In both ULTIMMA trials, safety profiles were similar among the groups treated with Risankizumab, Ustekinumab, and placebo. Infections due to treatment have been the most frequently noted in patients in the Risankizumab and the Ustekinumab than the placebo group. Two cases with skin cancer of nonmelanoma origin are reported in Risankizumab group and in the placebo group. At the end of 52 weeks, 2 major events related to cardiovascular were reported in the group with Risankizumab in ULTIMMA-2 trial of which one suffered sudden cardiac arrest. It is observed that both these patients have high risk towards cardiovascular events. One case of breast cancer is reported in the placebo group who shifted to the Risankizumab treatment group, and a case of prostate cancer was reported in the Ustekinumab group.

This review has made the content easily readable, and the new references have been added for better understanding. Even though few reviews have been already published, we tried to take the readers by comparing as many trials under single content.

Summary and Conclusion

Risankizumab is an effective drug in controlling the pathogenesis behind the psoriasis by binding to p19 subtype of IL-23 and inhibiting its activity in preventing the progression of disease and recovery from the lesions (Table 5).
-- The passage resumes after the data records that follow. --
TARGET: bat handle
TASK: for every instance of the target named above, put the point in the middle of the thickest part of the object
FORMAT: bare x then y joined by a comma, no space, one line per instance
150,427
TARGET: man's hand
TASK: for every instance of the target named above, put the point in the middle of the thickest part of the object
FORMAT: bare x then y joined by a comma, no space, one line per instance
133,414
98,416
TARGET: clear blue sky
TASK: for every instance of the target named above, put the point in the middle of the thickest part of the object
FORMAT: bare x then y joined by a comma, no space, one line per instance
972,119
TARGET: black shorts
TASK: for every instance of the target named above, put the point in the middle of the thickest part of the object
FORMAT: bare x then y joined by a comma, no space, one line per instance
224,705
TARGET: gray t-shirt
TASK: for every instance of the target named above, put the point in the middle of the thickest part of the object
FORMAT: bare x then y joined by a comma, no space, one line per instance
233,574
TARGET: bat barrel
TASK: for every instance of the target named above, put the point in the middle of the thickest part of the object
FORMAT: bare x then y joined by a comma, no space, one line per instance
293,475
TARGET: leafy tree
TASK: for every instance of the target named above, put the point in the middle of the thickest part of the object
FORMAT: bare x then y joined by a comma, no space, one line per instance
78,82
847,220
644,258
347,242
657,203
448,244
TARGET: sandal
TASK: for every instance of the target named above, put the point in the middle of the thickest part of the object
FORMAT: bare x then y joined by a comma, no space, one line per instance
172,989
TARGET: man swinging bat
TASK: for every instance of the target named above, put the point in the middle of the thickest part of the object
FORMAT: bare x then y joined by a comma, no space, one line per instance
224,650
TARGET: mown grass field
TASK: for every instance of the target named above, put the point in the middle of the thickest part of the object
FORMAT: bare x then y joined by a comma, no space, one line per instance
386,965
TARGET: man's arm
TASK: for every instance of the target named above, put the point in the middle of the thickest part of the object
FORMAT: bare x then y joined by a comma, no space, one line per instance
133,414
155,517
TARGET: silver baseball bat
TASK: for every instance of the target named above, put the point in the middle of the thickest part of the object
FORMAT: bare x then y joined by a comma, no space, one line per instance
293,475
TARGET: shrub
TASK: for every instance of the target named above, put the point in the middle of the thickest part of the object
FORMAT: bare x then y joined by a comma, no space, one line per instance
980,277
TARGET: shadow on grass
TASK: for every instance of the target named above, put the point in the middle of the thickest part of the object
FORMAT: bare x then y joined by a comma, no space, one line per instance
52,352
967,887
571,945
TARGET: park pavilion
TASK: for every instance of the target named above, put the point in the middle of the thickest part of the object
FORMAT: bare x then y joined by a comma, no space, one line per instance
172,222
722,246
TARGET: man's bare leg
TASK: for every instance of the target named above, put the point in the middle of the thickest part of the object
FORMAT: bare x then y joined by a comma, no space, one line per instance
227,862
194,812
Efficacy and quality of life results at week 16 in adults with the moderate to severe type of plaque psoriasis in ULTIMMA-1 and ULTIMMA-2, SustaIMM, and IMMVENT trials [23] prove that it is better than currently available therapy in the management and treatment of moderate to severe type of psoriasis. All these studies also proved that there was no reduced efficacy of the long-term use of this drug with minimal change as there is possibility because of production of auto antibodies. Drug is well tolerated, and most commonly and frequently reported adverse effects are URTI and pain.

Table 5 Summary and clinical consideration

In conclusion, this is an effective drug that can be used as the monotherapy in the psoriasis with the severity scale ranging from moderate to severe type.